Further, since the S / N determination circuit 11 does not respond to the temporary deterioration of S / N due to the sudden pulse noise due to the action of the timer 12, the reset signal is frequently supplied to the processing block 9. Never give.

In the above embodiment, the coefficient setting circuit 8 holds the immediately preceding coefficient data by the hold signal, but it is also possible to preset the coefficient data and output it. Further, it is not necessary to reset all the circuits in the processing block 9 by the reset signal, and the point is that only the circuits required for initializing the coefficient data generated by the coefficient setting circuit 8 need to be reset. Of course.

[Effects of the Invention] As described above, according to the ghost elimination device for a television signal of the present invention, the S / N of the input television signal is constantly monitored, and the ghost elimination is performed when the S / N deteriorates. Since the change of the filter coefficient of the transversal filter to be performed is prohibited, the adverse effect on the output image can be prevented when an erroneous error signal is generated by the noise component.

Moreover, since the coefficient data is initialized when the S / N returns to a good state, it is possible to prevent the adverse effect on the generation of the coefficient data due to past noise.

[Brief description of drawings]

FIG. 1 is a block diagram showing a configuration of an embodiment of a television signal ghost removing apparatus of the present invention, FIG. 2 is a block diagram showing an example of a configuration of a conventional ghost removing apparatus, and FIG. 3 is a specific pattern signal. FIG. 4 is a waveform diagram showing an example of FIG.
And FIG. 2 is a block diagram showing in detail the configuration of a part of FIG.
FIG. 5 is a waveform diagram showing an example of the noise component of the waveform of the specific pattern signal superimposed on the television signal. 1 ... Transversal filter, 2 ... Waveform extraction circuit, 3 ... Addition / averaging circuit, 4 ... Differentiation circuit, 5 ... Reference waveform generation circuit, 6 ... Subtractor, 7 ... Magnification setting circuit, 8
…… Coefficient setting circuit, 10 …… S / N measurement circuit, 11 …… S / N judgment circuit, 12 …… Timer.

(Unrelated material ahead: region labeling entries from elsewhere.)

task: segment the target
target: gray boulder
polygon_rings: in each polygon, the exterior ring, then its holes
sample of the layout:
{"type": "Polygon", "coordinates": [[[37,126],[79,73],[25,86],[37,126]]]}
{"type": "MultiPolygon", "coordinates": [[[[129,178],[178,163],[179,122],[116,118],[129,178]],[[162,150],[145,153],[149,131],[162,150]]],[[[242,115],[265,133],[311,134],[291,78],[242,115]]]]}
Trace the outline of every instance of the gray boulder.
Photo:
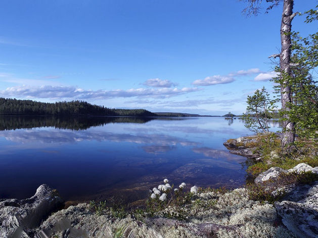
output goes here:
{"type": "Polygon", "coordinates": [[[287,171],[278,167],[272,167],[266,171],[260,174],[254,181],[255,183],[264,182],[268,180],[270,178],[274,178],[278,177],[282,173],[286,173],[287,171]]]}
{"type": "Polygon", "coordinates": [[[318,166],[315,167],[314,168],[313,168],[312,170],[311,170],[311,172],[318,174],[318,166]]]}
{"type": "Polygon", "coordinates": [[[58,192],[47,184],[27,199],[0,200],[0,238],[34,237],[34,228],[63,205],[58,192]]]}
{"type": "Polygon", "coordinates": [[[307,165],[305,163],[301,163],[298,164],[292,169],[288,170],[288,173],[291,172],[296,172],[297,173],[300,173],[301,172],[308,172],[312,171],[313,168],[310,165],[307,165]]]}
{"type": "Polygon", "coordinates": [[[318,193],[297,202],[276,202],[275,207],[284,224],[297,237],[318,237],[318,193]]]}

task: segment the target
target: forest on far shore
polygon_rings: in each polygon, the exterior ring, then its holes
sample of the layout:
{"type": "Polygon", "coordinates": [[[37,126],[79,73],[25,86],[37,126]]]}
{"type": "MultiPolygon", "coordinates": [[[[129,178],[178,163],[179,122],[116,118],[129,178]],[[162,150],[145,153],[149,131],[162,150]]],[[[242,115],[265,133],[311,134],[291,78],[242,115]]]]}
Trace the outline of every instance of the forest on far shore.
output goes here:
{"type": "Polygon", "coordinates": [[[78,100],[52,103],[4,98],[0,98],[0,115],[128,117],[209,116],[181,113],[153,113],[145,109],[111,109],[78,100]]]}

 ─────────────────────────────────────────────────── ─── Continuation of the front page (72) Inventor Tatsuji Takaguchi 3-12 Moriya-cho, Kanagawa-ku, Yokohama, Kanagawa Japan Victor Company of Japan, Ltd.

Claims (1)

(57) [Claims] 1. A transversal filter provided in an input television signal path, a signal for a predetermined period including a reference signal for ghost detection is extracted from a television signal, and a rising edge in the extracted reference signal. An edge or the like is used as a reference timing, a reference waveform signal is obtained based on this reference timing, and a processing block that obtains an error signal by comparing the ideal reference waveform signal output from the reference waveform generation circuit with the reference waveform signal, A ghost elimination device for eliminating ghosts of a television signal by setting coefficient data by a coefficient setting circuit according to the error signal and varying a filter coefficient of the transversal filter according to the coefficient data. S / N measurement circuit that monitors the S / N of the John signal, and the S / N according to the measurement results of this S / N measurement circuit When it is determined that the filter coefficient is changed, it is prohibited to change the filter coefficient by the coefficient setting circuit, and when it is determined that the S / N of the input television signal has returned to a good state, the change of the filter coefficient is prohibited. The processing block is controlled so that the coefficient data is initialized while being canceled.
A ghost eliminating device for a television signal, comprising: an S / N judging circuit.